This article originally appeared in BSR Insight.
Earlier this month, the Greenhouse Gas Protocol launched its Value Chain (Scope 3) Standard, establishing a common way for companies to define and measure their total greenhouse gas impacts, risks, and opportunities -- including those that are beyond the company's direct operating control but that may represent the most significant impacts on the price and stability of the company's supplies, customer demand, reputation, and costs.
One of the most important sustainability standards of the decade, it is not a new concept: The idea of Scope 3 (as distinguished from "Scope 1" activities that a company owns or controls, and "Scope 2" electricity purchases) has been around since it was defined in the GHG Protocol's Corporate Standard in 2001.
In place of a brief subsection, however, the document now runs more than 150 pages, complete with a suite of technical resources, from guidance on supplier engagement to a list of third-party databases on value chain GHG information.
Daunting as this sounds, much remains the same. The definition of Scope 3 has not changed, and the new volume is organized in a similar way as the Corporate Standard, beginning with instructions on defining business goals, then an explanation of the core framework -- from accounting principles to boundary-setting to data collection, followed by guidance on optional activities such as providing assurance to reports and tracking emissions over time.
But there are also significant new developments, including some that seasoned practitioners have been expecting and others that may be surprising. What follows are my picks for the most important new features of the updated framework.

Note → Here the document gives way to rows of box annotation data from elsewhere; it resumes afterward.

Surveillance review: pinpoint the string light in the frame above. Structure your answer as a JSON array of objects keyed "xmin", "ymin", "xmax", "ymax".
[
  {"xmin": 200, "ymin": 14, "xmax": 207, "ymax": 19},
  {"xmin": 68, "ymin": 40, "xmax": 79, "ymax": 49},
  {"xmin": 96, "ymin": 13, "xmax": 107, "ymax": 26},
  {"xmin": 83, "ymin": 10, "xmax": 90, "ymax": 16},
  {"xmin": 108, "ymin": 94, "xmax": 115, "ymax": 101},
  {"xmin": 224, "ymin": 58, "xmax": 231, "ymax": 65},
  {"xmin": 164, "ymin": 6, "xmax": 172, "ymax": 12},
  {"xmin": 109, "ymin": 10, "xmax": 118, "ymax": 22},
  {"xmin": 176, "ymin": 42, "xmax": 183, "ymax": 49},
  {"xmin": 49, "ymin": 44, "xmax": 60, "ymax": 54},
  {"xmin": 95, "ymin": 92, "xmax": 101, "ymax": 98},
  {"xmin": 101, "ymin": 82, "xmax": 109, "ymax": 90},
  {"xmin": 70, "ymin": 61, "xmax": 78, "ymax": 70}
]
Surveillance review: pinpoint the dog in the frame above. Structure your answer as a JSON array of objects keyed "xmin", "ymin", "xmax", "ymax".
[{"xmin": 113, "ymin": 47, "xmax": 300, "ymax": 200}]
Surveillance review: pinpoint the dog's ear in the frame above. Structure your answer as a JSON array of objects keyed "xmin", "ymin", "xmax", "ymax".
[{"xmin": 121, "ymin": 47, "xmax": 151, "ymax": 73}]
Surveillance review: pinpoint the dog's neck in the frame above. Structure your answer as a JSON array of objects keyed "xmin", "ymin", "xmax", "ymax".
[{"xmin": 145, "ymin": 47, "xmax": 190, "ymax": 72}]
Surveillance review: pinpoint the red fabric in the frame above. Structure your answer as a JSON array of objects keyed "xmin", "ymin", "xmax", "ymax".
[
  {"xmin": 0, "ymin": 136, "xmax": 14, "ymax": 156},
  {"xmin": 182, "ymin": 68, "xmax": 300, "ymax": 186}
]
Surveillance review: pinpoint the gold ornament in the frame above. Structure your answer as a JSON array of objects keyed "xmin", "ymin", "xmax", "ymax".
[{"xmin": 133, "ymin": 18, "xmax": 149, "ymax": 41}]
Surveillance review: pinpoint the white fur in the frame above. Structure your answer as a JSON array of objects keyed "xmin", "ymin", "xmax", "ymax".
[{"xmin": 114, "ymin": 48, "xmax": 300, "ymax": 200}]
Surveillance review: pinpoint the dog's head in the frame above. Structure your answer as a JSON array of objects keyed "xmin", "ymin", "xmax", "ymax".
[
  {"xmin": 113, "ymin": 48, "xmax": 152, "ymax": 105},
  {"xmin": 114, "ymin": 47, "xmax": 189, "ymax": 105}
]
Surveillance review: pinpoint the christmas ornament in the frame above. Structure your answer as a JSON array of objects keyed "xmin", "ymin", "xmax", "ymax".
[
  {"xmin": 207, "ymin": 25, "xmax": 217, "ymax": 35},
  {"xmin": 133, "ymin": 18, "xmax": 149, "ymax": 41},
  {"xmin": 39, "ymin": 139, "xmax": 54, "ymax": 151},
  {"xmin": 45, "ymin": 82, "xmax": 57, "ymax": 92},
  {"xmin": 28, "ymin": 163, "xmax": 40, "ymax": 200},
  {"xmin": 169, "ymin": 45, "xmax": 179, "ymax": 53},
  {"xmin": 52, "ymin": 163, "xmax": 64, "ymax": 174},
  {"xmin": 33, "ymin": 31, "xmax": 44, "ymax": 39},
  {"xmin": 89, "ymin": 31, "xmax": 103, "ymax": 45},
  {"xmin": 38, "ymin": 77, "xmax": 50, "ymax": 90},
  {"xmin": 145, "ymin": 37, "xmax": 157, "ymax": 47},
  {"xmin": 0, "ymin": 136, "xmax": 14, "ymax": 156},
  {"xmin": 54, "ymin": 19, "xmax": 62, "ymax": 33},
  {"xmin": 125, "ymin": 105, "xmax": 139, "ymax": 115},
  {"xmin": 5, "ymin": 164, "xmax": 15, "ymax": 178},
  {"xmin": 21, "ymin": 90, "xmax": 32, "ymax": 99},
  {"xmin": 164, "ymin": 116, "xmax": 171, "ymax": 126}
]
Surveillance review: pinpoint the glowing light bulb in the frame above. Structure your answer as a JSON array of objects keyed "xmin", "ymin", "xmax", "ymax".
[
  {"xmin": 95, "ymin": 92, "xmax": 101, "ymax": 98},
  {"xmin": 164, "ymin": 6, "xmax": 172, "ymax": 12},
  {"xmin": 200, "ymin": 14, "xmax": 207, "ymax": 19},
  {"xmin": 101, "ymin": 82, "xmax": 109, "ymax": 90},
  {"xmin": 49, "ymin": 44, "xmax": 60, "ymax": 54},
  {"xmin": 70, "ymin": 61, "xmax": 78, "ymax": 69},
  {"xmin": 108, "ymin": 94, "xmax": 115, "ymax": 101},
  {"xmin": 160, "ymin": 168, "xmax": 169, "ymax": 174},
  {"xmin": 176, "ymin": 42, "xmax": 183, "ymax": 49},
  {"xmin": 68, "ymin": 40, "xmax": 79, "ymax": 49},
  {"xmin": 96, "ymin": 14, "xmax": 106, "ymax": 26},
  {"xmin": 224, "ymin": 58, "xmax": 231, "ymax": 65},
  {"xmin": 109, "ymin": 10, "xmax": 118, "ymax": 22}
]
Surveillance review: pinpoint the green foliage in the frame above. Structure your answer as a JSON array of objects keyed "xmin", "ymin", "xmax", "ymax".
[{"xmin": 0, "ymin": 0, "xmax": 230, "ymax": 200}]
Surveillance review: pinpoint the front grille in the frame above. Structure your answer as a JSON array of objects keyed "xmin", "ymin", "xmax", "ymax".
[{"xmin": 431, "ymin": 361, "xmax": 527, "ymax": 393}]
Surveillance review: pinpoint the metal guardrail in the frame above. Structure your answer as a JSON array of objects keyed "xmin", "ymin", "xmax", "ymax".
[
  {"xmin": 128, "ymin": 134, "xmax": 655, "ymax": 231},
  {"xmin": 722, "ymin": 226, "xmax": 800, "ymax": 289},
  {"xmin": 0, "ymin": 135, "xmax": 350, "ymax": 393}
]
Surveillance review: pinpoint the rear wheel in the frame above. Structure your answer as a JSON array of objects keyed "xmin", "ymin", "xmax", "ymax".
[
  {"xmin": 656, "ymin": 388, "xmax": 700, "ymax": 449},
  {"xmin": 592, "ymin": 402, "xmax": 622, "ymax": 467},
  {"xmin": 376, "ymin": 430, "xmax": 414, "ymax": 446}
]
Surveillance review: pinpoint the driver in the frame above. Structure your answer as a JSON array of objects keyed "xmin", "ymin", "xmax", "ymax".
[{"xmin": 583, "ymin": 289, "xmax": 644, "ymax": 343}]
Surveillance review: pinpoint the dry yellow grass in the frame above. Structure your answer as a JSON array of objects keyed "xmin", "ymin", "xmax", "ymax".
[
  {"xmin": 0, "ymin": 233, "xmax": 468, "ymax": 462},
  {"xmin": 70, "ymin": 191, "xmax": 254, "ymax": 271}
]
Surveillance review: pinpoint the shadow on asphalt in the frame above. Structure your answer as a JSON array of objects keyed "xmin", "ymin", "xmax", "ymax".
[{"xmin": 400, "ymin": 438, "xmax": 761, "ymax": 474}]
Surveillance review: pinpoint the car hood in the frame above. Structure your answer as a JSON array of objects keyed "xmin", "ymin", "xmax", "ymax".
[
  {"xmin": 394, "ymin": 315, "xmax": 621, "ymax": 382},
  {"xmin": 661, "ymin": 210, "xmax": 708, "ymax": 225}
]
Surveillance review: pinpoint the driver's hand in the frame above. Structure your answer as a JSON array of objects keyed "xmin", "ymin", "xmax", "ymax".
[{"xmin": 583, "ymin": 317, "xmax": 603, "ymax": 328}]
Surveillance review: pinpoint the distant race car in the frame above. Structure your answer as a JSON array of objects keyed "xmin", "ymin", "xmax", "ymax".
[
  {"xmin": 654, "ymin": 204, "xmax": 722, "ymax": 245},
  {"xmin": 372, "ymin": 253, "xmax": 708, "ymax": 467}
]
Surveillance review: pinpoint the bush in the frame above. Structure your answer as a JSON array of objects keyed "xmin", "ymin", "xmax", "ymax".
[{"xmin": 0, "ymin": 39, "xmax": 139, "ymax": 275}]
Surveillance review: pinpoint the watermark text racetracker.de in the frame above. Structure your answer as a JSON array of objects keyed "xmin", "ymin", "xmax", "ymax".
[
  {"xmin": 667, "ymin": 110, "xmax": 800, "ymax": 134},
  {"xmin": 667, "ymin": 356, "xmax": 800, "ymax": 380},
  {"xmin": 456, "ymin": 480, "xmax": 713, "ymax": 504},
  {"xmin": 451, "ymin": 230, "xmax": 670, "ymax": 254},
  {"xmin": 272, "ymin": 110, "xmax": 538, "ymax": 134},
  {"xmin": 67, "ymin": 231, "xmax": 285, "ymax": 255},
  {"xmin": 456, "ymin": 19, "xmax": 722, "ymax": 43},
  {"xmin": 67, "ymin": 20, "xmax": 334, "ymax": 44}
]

Fifteen Authoritative -- and Useful -- Categories
If Scope 3 has a soul, it is contained in its categories. These 15 categories -- everything from capital goods to investments -- characterize the greenhouse gas footprints of companies' value chains, and they set the stage for how, in practice, companies will reduce them.
Previously, the GHG Protocol called these categories an "indicative list." Now, each category is carefully described, with the minimum boundary explained, and rigorous calculation options that have been refined with input from hundreds of professionals across sectors. Each Scope 3 category is classified as either upstream or downstream. (For comparison, here are the old and new depictions.)
One way to keep track of these categories is to think of them in terms of the activities companies will focus on to manage them:
- Collaborative energy management: Seven categories represent areas where the path to GHG reduction most likely involves working with partners to reduce energy use together. These opportunities occur in the purchasing of goods and services, upstream leasing, downstream leasing, franchises, the processing of sold products, capital goods, and investments.
- Logistics: Four categories address the movement of people and goods (business travel, employee commuting, and both upstream and downstream transportation/distribution).
- Products and byproducts: With three categories, design and engineering would be put to use to address waste generated in operations, end-of-use treatment of products, and product use.
- Upstream energy: The final category looks into the supply chain of Scope 1 and 2 energy sources that companies are already reporting on.
A Simpler Conversation
The most revolutionary feature is the introduction of a new standard that significantly simplifies companies' conversations with stakeholders. Now, investors, customers, and partners can ask whether a company does or does not conform to the Scope 3 standard, and, if not, when it will do so. This is a major advancement over the Corporate Standard, which had declared Scope 3 reporting optional and offered little instruction on how to do it. This development is poised to change the norms of GHG footprinting for a few reasons.